Die Frage nach der eigenen Identität beschäftigt viele Menschen. Aber im Gegensatz zu jenen von uns, die mit dem bei der Geburt zugewiesenen Geschlechtsidentität fein sind (auch als cis Personen bekannt) haben Menschen, denen dies anders geht, es doppelt so schwer. Hier wird aus der Frage „Wer bin ich eigentlich?“, schnell ein „Was bin ich eigentlich“? So geht es auch Maia Kobabe deren Graphic Novel GENDER QUEER, erschienen im Reprodukt-Verlag, sich mit genau dieser Frage befasst.

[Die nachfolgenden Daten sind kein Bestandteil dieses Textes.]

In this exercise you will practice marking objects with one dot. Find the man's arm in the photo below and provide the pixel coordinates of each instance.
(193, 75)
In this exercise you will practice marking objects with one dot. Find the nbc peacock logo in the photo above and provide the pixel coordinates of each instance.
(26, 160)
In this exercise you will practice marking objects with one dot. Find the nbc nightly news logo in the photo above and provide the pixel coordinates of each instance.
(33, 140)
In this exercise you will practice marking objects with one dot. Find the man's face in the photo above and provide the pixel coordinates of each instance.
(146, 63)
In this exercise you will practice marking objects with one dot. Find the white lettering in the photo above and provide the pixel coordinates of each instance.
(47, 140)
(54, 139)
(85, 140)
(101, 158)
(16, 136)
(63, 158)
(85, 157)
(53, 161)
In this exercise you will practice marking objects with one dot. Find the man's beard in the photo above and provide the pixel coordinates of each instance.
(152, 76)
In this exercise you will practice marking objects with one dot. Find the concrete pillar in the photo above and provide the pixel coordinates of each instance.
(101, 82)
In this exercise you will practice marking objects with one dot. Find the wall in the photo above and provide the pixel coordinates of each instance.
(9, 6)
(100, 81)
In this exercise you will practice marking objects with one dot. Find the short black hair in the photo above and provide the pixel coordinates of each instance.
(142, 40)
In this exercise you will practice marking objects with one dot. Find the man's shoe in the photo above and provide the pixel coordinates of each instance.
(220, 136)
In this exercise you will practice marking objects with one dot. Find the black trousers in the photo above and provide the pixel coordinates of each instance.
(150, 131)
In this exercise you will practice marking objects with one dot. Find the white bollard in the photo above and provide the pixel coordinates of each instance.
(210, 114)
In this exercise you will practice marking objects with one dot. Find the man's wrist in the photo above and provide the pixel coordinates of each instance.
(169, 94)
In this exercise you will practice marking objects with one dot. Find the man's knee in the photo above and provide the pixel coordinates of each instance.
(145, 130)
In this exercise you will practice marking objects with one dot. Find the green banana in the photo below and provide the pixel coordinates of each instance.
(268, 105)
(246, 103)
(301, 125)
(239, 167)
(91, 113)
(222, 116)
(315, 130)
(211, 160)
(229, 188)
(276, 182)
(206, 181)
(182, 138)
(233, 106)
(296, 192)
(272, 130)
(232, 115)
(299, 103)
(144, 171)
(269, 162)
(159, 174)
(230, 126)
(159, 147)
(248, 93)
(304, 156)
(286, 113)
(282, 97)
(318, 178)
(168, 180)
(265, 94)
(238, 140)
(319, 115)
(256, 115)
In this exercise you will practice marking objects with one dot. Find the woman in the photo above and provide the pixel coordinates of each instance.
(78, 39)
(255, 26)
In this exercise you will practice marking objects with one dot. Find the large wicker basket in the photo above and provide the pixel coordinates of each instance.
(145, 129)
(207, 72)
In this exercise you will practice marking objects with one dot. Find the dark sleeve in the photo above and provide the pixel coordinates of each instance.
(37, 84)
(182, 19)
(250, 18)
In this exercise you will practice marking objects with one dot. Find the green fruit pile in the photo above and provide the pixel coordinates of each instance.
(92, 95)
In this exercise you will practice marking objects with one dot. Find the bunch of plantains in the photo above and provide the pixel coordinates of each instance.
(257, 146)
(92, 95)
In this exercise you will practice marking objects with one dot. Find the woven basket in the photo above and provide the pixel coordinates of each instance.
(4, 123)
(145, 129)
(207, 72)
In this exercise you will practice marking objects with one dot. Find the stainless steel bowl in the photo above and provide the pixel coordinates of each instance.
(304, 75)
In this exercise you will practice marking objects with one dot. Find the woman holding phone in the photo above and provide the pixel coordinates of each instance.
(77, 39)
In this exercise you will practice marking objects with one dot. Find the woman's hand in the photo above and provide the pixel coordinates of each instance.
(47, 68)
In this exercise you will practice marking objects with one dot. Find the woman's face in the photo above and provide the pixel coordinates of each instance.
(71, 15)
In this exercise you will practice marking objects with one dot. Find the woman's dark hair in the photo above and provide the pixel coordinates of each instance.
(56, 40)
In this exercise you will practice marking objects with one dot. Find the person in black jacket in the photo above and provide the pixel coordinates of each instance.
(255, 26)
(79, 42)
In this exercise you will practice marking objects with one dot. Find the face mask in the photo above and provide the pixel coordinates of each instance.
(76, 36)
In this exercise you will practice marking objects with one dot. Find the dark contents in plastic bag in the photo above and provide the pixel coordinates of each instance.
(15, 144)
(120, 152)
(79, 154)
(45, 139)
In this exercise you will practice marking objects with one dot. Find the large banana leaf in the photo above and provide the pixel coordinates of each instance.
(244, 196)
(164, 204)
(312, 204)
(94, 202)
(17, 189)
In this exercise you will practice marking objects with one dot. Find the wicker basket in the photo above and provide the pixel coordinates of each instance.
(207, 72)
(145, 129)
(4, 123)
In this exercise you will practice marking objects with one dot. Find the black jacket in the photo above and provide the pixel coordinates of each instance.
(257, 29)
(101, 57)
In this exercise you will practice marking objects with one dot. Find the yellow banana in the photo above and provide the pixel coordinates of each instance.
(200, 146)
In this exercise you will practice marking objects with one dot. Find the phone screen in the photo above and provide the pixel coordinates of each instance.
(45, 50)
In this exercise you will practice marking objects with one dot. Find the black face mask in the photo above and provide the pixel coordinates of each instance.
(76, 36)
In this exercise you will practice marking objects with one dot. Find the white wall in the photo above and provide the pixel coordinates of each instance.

Darum geht es in GENDER QUEER
Mit „Genderqueer“ hat Maia Kobabe eine einfühlsame und gleichzeitig radikal offene Autobiografie geschaffen – über die Suche nach sich selbst. In den 1990ern ist Maia Kobabe ein leicht verstockter Teenager, der an allen Ecken und Kanten auf Fragen und Widerstände stößt. Heimliche Schwärmereien für die Mitschüler:innen, Freundschaften, Familienkrisen, Schulstress – der ganz normale Pubertätswahnsinn. Aber Maia strauchelt weit mehr als die Altersgenoss:innen. Als Mädchen fühlt sich Maia unwohl und oft fehl am Platz. Aber ein Junge will Maia auch nicht sein, zumindest nicht ganz. Kann man weder das eine noch das andere sein und trotzdem glücklich werden?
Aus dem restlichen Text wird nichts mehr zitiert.